World’s Gone Mad starts with some intense organ, and the intensity stays the whole way through, including an infectious guitar riff. The lyrics, however, where a bit of a miss for me, providing a list of vaguely put issues, demonstrated the best in the first lines of the song “People living in fear, losing their minds, people killing people just trying to live their lives”. It felt like the track tried to include so many thinly veiled clichéd points, it failed to have any semblance of meaning. Although I know if I was in a crowd this song would get me dancing and dancing HARD, for the betterment of the album it felt like the point Anderson wanted to convey just wasn’t there.

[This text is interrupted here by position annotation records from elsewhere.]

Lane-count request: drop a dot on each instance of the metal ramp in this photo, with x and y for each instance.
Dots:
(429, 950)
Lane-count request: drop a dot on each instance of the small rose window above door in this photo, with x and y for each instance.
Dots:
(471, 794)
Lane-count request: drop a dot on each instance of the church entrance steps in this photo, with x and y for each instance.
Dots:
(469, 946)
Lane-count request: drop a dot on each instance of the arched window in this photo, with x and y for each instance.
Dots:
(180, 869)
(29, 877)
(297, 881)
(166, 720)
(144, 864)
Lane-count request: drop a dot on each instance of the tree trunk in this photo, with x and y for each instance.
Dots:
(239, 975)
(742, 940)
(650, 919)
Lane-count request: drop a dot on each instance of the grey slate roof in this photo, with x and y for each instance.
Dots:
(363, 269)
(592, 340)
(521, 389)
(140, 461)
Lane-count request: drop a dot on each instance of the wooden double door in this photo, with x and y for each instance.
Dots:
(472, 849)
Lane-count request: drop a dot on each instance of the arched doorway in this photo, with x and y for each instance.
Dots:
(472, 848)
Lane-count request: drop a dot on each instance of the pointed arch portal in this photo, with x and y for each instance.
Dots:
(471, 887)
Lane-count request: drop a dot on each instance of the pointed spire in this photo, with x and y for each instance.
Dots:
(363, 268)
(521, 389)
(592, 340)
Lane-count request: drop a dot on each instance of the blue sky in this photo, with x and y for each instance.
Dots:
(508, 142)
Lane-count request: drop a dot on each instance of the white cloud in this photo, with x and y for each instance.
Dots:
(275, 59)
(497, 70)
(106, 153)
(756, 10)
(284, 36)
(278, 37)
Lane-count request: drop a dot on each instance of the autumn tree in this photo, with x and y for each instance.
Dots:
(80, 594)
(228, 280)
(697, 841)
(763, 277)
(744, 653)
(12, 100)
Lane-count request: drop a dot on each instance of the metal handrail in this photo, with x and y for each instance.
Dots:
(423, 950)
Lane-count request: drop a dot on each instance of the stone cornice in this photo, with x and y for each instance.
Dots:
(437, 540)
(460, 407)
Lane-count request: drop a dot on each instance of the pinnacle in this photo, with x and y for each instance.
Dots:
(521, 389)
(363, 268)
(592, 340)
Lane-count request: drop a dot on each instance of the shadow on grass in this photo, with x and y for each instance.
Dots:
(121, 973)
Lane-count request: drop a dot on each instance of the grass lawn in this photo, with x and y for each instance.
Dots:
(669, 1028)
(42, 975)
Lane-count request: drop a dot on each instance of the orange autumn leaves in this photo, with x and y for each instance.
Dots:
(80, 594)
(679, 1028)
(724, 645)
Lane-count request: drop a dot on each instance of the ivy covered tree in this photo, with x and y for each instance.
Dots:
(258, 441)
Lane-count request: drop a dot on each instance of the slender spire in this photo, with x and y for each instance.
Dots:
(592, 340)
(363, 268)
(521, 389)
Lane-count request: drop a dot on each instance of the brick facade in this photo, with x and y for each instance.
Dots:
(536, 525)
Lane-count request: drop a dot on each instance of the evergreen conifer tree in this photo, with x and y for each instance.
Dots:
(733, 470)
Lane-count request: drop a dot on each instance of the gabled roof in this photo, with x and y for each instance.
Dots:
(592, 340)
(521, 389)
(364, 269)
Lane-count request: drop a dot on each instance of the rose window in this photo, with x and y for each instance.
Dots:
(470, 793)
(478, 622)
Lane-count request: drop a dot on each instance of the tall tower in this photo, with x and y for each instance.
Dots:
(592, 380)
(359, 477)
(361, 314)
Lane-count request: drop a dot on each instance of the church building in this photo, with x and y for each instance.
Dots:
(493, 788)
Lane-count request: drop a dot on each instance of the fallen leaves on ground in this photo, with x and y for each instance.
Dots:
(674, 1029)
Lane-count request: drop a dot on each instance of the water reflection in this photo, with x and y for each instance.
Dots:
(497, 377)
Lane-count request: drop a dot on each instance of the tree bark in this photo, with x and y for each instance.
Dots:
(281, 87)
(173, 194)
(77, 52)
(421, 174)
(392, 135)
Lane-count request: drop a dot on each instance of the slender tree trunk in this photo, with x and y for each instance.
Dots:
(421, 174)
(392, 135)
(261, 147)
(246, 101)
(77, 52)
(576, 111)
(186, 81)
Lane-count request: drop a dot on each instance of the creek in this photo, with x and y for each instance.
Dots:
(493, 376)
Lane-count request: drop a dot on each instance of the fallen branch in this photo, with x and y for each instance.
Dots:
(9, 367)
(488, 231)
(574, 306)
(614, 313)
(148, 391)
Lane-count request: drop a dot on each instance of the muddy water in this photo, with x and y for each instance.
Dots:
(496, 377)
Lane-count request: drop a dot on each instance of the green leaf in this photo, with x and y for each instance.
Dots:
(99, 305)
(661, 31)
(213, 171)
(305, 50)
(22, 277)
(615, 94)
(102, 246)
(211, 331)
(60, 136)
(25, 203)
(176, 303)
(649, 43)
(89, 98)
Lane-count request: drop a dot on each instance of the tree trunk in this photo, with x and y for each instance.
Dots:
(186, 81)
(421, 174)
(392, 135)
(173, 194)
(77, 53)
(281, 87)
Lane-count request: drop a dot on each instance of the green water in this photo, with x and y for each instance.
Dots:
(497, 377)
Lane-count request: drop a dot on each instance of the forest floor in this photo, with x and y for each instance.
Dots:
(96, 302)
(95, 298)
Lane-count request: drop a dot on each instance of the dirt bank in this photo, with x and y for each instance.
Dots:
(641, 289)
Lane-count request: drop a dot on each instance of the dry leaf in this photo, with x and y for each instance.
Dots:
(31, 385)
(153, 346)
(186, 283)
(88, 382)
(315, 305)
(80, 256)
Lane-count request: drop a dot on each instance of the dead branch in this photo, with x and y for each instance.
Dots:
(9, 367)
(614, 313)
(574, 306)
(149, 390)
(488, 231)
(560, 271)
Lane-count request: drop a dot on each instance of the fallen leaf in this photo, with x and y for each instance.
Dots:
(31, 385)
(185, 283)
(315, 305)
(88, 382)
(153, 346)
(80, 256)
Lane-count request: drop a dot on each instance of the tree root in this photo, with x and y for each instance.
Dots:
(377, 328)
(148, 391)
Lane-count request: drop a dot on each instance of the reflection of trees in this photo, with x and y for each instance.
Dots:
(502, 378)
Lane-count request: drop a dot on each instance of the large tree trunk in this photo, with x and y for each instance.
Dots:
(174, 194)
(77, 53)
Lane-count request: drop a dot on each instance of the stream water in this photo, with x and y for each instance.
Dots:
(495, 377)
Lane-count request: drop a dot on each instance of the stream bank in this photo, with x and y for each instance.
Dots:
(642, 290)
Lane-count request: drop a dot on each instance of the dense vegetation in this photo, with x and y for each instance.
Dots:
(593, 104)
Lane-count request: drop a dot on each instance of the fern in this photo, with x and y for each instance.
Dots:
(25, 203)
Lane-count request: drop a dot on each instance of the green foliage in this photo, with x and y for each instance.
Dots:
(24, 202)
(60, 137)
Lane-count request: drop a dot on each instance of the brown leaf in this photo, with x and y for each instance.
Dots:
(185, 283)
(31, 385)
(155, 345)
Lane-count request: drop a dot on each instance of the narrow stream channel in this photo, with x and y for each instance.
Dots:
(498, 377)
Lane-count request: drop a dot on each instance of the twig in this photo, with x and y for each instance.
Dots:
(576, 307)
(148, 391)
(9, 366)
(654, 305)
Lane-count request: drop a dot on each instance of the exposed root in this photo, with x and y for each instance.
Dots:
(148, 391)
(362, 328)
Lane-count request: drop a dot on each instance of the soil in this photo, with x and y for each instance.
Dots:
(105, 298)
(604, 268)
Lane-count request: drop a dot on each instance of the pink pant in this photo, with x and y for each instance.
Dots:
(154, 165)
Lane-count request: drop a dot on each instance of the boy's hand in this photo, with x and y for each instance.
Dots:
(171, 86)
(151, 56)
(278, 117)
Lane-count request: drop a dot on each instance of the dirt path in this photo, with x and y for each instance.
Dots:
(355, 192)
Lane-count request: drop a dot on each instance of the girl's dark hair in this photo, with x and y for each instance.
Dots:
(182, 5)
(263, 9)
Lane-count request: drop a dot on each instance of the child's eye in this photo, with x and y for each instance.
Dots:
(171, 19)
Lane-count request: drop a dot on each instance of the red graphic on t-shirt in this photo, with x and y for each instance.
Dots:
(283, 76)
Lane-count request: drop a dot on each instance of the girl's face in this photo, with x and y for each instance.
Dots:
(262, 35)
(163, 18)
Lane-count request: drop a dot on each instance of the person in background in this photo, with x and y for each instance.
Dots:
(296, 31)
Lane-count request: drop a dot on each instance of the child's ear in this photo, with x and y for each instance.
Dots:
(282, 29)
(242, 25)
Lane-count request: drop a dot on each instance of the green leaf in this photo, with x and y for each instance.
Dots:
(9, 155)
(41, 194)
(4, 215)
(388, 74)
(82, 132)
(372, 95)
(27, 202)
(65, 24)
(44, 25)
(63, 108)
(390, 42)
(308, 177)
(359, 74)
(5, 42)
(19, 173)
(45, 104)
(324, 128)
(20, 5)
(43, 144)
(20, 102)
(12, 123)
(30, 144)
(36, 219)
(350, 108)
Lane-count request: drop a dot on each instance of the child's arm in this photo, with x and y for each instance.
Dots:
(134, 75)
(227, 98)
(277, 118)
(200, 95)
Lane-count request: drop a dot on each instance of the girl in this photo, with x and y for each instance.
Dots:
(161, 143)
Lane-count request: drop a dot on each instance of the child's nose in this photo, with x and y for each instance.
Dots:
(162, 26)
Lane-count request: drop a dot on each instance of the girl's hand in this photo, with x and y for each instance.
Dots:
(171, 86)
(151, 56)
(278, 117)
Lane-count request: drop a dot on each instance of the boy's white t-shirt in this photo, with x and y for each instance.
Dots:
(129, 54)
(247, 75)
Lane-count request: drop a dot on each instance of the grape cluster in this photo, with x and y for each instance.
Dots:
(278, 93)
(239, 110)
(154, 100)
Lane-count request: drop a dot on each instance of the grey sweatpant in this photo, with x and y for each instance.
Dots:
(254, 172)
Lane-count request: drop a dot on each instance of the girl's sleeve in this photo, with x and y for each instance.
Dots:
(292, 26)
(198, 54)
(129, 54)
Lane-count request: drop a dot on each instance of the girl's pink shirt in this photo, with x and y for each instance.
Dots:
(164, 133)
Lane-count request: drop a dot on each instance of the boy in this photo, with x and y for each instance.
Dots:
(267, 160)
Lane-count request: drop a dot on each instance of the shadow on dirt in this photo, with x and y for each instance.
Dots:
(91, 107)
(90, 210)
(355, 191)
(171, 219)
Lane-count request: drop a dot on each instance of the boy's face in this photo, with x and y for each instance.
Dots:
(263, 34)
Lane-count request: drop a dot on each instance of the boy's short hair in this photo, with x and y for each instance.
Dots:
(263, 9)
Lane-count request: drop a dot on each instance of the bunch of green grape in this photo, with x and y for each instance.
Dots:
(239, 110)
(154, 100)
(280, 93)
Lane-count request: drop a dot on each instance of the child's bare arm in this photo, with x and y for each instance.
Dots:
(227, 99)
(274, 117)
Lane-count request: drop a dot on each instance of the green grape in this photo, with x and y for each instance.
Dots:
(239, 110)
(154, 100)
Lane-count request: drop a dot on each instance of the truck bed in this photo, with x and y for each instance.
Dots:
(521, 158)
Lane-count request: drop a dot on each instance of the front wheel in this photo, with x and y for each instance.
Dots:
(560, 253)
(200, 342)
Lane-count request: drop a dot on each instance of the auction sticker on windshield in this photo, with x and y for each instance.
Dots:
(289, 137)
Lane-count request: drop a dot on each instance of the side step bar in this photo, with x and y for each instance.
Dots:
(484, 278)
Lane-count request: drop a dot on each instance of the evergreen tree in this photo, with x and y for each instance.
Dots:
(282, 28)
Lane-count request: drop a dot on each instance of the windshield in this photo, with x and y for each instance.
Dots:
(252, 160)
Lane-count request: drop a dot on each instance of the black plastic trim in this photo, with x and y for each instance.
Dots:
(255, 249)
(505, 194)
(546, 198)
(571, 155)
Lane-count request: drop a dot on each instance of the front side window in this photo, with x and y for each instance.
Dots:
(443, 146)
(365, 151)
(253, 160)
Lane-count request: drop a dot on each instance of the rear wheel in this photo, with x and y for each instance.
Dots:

Happy Again brings the album back on track, outlining heartache with a dash a hope; “It won’t be long ‘till I’m happy again”. This was congruent in keeping up with the more romantic theme with following track You Really Know What Love Is. This sounded like the next great pub love song featuring simple chords and memorable lyrics. It sounds as if it was written for a crowd to sing back. The album comes to a close with recent single Dark Eyes. The vocal delivery and instrumental arrangement is reminiscent of Jeff Buckley, classic rock that cuts to your core. For the first time in the whole album, the bass line becomes a feature instrument, tying into the song nicely and bringing the album to a fantastic close.